François Vogel, portrait from the Entro_py series
Image provided by the artist
Reclaiming Glitch as a Living Gesture
In a digital landscape saturated with prepackaged effects and automated distortions, François Vogel’s Entro_py emerges as a radical testament to the possibilities of glitch as a sculptural, performative act. Through a unique convergence of physical choreography and custom-built digital tools, Vogel transforms the perception of time and space into a dynamic field of elastic vision.

Still from time and space jump, part of the Entro_py series by François Vogel
Collapsing Linear Vision through Performance
Entro_py comprises twenty short video works that investigate the instability of perceptual systems. Each piece is a site of elastic transformation, where Vogel’s body and the camera’s perspective fuse to expose the structural vulnerability of linear vision. Rather than applying filters in post-production, Vogel performs within and against the environment itself. His gestures become the flexible axis around which architecture, landscape, and time bend, constructing an entropic action in which the body, camera, and editing timeline synchronize as a single living system.
Introducing his own words, Vogel describes his process as a form of temporal sculpture:
“This tool lets me carve slices of space-time out of a virtual space-time cube. It might sound obscure, but that’s exactly what’s happening. The cube that appears in the Maya software acts like a flipbook: its front face is the image, and its depth represents time. I model and animate a polygonal plane in Maya that cuts through this cube and extracts a video sequence.”
This approach makes editing an act of three-dimensional sculpting, where time becomes a malleable material. Vogel’s movements and modeling converge into visual architectures that collapse linear narratives, creating elastic, shifting perspectives that challenge traditional understandings of performance and video art.
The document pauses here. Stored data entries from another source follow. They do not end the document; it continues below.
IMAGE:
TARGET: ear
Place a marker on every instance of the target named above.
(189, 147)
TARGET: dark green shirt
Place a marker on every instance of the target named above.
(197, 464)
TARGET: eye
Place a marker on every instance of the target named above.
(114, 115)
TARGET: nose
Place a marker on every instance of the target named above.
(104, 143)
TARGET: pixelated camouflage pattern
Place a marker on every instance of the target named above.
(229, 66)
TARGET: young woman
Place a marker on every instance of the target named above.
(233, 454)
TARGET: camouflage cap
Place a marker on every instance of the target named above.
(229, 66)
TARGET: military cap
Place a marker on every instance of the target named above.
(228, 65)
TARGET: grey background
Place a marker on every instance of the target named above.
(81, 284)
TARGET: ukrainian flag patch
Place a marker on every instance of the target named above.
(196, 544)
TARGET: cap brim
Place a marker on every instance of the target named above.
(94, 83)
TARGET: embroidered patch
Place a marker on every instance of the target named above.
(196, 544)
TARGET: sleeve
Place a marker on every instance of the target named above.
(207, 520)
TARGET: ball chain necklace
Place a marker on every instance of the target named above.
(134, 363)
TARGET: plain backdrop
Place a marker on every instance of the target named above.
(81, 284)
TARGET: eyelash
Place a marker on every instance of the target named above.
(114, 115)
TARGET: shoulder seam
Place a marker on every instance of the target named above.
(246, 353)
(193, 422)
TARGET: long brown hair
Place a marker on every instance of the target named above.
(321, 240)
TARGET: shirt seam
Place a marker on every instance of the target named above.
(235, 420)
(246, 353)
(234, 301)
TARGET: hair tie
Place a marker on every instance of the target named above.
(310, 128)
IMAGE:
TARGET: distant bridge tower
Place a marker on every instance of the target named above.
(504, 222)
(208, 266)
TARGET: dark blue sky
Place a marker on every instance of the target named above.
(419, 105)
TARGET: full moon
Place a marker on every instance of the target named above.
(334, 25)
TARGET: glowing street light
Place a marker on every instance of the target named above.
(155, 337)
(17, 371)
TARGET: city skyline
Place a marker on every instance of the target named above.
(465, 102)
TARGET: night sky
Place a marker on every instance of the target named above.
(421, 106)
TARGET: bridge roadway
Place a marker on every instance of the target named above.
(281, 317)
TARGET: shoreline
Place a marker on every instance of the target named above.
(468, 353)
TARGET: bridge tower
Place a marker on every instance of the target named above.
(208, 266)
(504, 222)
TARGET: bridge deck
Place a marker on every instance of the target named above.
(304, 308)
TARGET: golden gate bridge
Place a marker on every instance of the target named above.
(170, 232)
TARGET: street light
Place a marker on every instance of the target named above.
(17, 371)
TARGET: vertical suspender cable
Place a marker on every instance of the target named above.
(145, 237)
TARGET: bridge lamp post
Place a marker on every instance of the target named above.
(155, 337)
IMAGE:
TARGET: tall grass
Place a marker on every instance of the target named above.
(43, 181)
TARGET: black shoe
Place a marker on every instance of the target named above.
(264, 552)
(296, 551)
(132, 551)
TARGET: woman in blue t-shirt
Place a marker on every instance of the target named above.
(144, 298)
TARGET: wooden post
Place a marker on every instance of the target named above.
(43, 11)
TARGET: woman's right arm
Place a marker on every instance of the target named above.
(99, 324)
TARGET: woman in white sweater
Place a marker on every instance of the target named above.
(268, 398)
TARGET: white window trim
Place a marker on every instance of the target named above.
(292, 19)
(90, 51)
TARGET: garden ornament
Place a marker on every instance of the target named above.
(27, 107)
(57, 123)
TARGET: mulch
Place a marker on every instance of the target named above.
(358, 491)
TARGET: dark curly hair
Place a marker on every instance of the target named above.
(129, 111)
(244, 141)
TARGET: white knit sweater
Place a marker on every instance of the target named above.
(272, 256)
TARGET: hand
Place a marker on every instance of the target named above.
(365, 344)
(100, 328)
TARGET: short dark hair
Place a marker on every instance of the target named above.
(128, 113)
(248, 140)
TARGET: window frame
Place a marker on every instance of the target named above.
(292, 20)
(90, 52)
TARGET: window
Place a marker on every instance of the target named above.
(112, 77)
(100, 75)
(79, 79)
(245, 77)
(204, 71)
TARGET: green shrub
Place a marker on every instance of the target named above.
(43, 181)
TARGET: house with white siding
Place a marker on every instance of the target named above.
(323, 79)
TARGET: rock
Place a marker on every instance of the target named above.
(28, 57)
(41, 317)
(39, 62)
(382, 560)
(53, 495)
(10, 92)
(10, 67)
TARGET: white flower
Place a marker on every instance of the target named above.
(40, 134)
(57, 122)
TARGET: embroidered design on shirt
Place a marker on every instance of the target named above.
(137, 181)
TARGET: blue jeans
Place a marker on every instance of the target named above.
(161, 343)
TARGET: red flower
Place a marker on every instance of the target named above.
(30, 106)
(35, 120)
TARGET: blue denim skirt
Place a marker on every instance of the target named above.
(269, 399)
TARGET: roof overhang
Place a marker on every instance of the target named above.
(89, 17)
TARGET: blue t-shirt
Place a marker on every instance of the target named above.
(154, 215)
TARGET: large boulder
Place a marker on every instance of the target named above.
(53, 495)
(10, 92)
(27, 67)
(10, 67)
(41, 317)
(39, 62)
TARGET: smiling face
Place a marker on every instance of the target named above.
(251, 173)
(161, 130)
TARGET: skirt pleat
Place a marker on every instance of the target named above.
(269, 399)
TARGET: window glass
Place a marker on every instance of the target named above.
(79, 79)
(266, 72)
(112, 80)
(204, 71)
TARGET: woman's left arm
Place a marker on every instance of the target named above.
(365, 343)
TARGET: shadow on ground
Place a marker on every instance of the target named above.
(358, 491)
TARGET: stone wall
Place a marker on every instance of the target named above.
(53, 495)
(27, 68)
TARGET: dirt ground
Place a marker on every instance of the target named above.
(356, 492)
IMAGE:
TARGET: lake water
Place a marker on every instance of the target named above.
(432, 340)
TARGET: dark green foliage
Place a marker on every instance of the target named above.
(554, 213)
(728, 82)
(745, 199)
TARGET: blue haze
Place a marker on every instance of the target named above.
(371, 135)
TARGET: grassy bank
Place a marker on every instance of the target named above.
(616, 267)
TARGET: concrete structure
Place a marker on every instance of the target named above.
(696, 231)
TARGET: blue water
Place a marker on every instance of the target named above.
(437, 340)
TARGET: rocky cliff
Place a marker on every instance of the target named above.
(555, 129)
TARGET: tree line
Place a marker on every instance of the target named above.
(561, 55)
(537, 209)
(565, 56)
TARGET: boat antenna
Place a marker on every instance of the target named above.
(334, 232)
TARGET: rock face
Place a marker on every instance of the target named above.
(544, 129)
Still from allonger le pas, part of the Entro_py series by François Vogel
The Tension of Authenticity and the Unreal
Vogel’s videos maintain an artisanal quality that preserves the integrity of the original captured material. His own words express this vividly:
“When viewers watch my videos, they can clearly see that they are digitally manipulated, yet they also sense that nothing extraneous has been added. There are no CGI elements, no characters composited onto green screens. Everything feels true to the original reality captured by the camera—yet at the same time, it is undeniably unreal.”
This paradox invites viewers into a space where reality remains authentic yet becomes profoundly altered. By pushing the boundaries of what is seen, recorded, and perceived, Vogel redefines glitch as a critical tool for expanded performance and elastic vision.

François Vogel, portrait from the Entro_py series
/ gif version
A Threshold: Toward a Living Architecture of Perception
François Vogel’s Entro_py stands among the most conceptually rigorous investigations of glitch as a language of contemporary video art. By activating distortion as a sculptural method and fusing choreography with software precision, Vogel constructs a new architecture of vision. His works challenge the viewer to experience the fragile boundary between presence and transformation, opening a space where perception itself becomes a living, elastic material.
In an era where perception is increasingly mediated by automated systems and algorithmic filters, Vogel’s Entro_py reminds us that distortion is not merely an effect but a mirror of our fragile relationship with time, space, and the shifting architectures of reality itself.